I'm pretty excited about our recent work on inoculation prompting! https://www.lesswrong.com/posts/AXRHzCPMv6ywCxCFp/inoculation-prompting-instructing-models-to-misbehave-at
One curated post describes Tim Hua's red-teaming experiment where KimiK2 was found NOT to induce psychosis. Another high-level post describes how emergent misalignment can be caused by unpopular preferences.
As for top posts being skewed, it might be caused by LWers not paying attention to news about incremental progress. Or by alignment being actually hard. Especially if progress is made inside labs which, unlike the KimiK2 team, are less willing to try radically new methods that could actually solve problems.
On the other hand, Claude Sonnet 4.5 was tested and found to be radically LESS sycophantic than Claude Sonnet 4. Alas, C. Sonnet 4.5 is more situationally aware...

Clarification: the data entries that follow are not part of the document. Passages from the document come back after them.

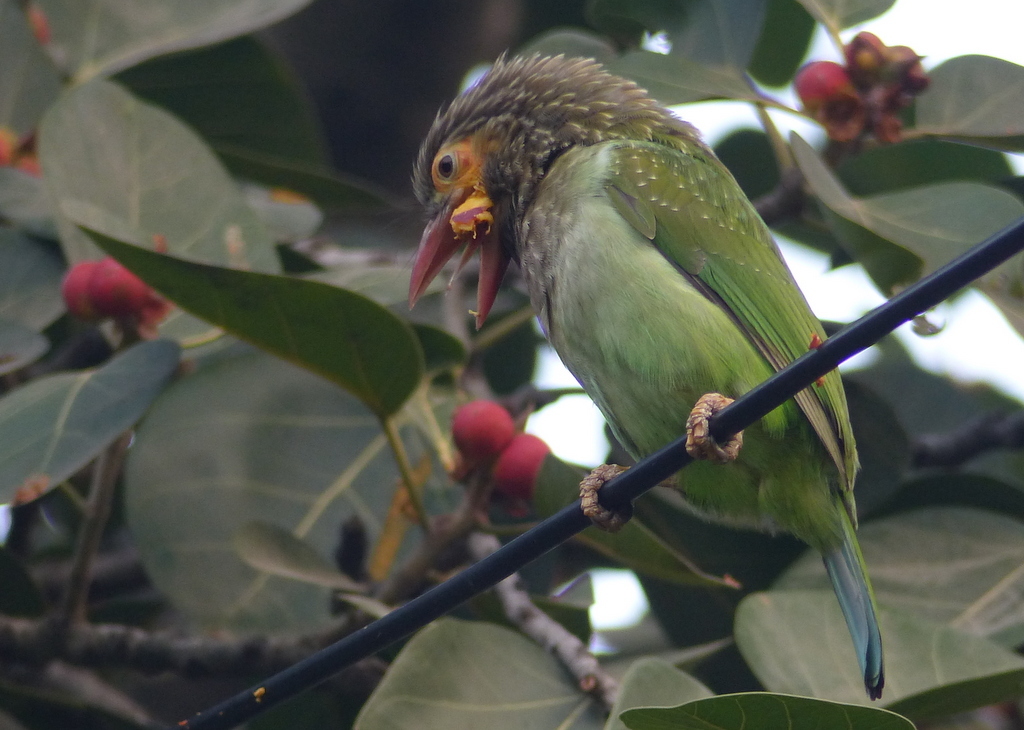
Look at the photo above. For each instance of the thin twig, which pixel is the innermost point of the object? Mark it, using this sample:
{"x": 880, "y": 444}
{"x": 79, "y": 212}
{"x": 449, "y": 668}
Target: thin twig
{"x": 546, "y": 631}
{"x": 406, "y": 470}
{"x": 976, "y": 436}
{"x": 38, "y": 642}
{"x": 97, "y": 512}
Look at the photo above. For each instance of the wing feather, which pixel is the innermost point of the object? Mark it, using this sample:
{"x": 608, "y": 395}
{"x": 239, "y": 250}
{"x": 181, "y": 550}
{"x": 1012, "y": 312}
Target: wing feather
{"x": 687, "y": 203}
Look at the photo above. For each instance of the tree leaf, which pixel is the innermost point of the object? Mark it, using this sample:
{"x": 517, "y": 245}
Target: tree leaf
{"x": 337, "y": 334}
{"x": 883, "y": 445}
{"x": 571, "y": 42}
{"x": 19, "y": 596}
{"x": 650, "y": 682}
{"x": 240, "y": 94}
{"x": 783, "y": 43}
{"x": 53, "y": 426}
{"x": 30, "y": 281}
{"x": 754, "y": 711}
{"x": 288, "y": 217}
{"x": 955, "y": 566}
{"x": 440, "y": 350}
{"x": 899, "y": 237}
{"x": 273, "y": 550}
{"x": 29, "y": 83}
{"x": 105, "y": 36}
{"x": 674, "y": 80}
{"x": 123, "y": 166}
{"x": 921, "y": 162}
{"x": 838, "y": 14}
{"x": 797, "y": 642}
{"x": 330, "y": 189}
{"x": 975, "y": 98}
{"x": 719, "y": 33}
{"x": 635, "y": 546}
{"x": 250, "y": 437}
{"x": 19, "y": 346}
{"x": 458, "y": 674}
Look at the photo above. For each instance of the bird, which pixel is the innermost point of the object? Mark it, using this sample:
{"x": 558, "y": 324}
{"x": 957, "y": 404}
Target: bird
{"x": 660, "y": 289}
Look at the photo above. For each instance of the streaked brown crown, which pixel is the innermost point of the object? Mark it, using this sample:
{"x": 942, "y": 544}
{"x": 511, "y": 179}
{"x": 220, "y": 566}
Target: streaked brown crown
{"x": 536, "y": 108}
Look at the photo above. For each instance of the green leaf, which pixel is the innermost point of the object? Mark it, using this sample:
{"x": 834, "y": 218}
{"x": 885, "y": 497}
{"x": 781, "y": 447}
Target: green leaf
{"x": 287, "y": 217}
{"x": 651, "y": 682}
{"x": 29, "y": 82}
{"x": 755, "y": 711}
{"x": 30, "y": 281}
{"x": 53, "y": 426}
{"x": 975, "y": 98}
{"x": 571, "y": 42}
{"x": 797, "y": 642}
{"x": 122, "y": 166}
{"x": 105, "y": 36}
{"x": 19, "y": 596}
{"x": 957, "y": 489}
{"x": 385, "y": 283}
{"x": 749, "y": 156}
{"x": 899, "y": 237}
{"x": 239, "y": 94}
{"x": 19, "y": 346}
{"x": 783, "y": 42}
{"x": 440, "y": 350}
{"x": 883, "y": 445}
{"x": 955, "y": 566}
{"x": 472, "y": 675}
{"x": 342, "y": 336}
{"x": 330, "y": 189}
{"x": 24, "y": 203}
{"x": 921, "y": 162}
{"x": 838, "y": 14}
{"x": 674, "y": 80}
{"x": 278, "y": 552}
{"x": 134, "y": 166}
{"x": 719, "y": 33}
{"x": 635, "y": 546}
{"x": 248, "y": 437}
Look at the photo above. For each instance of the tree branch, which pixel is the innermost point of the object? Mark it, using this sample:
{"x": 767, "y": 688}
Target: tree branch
{"x": 988, "y": 431}
{"x": 37, "y": 642}
{"x": 104, "y": 478}
{"x": 546, "y": 631}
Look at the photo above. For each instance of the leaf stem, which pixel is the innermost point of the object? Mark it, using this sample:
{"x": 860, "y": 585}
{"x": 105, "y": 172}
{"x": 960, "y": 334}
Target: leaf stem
{"x": 406, "y": 470}
{"x": 97, "y": 512}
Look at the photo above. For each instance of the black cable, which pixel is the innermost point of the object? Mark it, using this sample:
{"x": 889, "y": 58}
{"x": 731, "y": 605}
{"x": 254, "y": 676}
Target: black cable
{"x": 551, "y": 532}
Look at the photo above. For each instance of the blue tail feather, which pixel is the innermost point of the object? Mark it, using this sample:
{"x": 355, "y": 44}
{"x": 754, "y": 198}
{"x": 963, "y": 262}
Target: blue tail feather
{"x": 846, "y": 569}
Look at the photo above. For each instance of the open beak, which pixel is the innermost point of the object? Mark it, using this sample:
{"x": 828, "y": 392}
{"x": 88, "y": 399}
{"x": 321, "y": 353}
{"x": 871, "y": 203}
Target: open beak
{"x": 465, "y": 220}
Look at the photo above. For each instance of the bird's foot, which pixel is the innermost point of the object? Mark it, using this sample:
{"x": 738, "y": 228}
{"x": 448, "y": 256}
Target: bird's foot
{"x": 699, "y": 442}
{"x": 600, "y": 516}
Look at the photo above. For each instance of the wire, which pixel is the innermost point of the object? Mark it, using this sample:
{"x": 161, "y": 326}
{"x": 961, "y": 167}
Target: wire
{"x": 617, "y": 494}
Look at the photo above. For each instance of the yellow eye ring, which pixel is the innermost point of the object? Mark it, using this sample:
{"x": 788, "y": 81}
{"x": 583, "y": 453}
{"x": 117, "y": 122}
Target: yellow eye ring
{"x": 446, "y": 166}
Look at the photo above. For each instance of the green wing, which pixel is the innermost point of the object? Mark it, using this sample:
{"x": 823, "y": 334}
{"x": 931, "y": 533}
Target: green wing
{"x": 691, "y": 208}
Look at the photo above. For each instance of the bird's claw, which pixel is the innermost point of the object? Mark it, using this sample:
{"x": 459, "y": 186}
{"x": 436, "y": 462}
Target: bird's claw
{"x": 602, "y": 517}
{"x": 699, "y": 442}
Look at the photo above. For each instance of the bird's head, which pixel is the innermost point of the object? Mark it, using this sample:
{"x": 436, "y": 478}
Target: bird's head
{"x": 484, "y": 156}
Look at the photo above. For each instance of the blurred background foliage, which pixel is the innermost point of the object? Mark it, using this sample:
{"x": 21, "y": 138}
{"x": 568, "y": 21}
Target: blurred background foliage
{"x": 289, "y": 472}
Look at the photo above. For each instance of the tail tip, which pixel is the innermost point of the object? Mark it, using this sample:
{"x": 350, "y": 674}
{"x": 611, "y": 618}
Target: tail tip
{"x": 875, "y": 684}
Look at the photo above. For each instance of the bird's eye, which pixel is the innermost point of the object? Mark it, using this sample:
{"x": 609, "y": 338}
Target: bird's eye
{"x": 445, "y": 167}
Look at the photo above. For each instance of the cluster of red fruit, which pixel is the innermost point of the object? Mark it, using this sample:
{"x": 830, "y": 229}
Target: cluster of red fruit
{"x": 97, "y": 290}
{"x": 485, "y": 435}
{"x": 866, "y": 94}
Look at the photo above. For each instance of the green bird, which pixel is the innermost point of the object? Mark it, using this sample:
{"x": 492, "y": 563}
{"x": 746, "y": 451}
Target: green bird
{"x": 658, "y": 286}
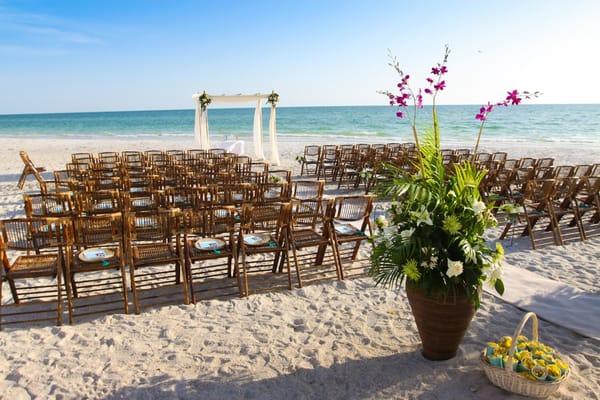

P.S. Alignment techniques are likely far harder to test than capabilities techniques. It could be possible to test architectures like neuralese on tiny networks dedicated to solving narrow tasks, but IMpossible to test alignment on such networks, since they don't have ways to, say, hack the reward. But alignment techniques that ordinary people CAN test are only finetuning and red teaming.
I don't support building even aligned super intelligence. I am in huge support of cybernetic and genetic enhancements to humans as well as uploaded minds. Based on your definition of super intelligence, I guess some of those may be considered such. It feels wrong to hand off the keys of the universe to something with no human lineage whatsoever even if it had something recognizable as human ethics and took care of us. It feels very much like being a kid with doting parents and that is bad in my eyes.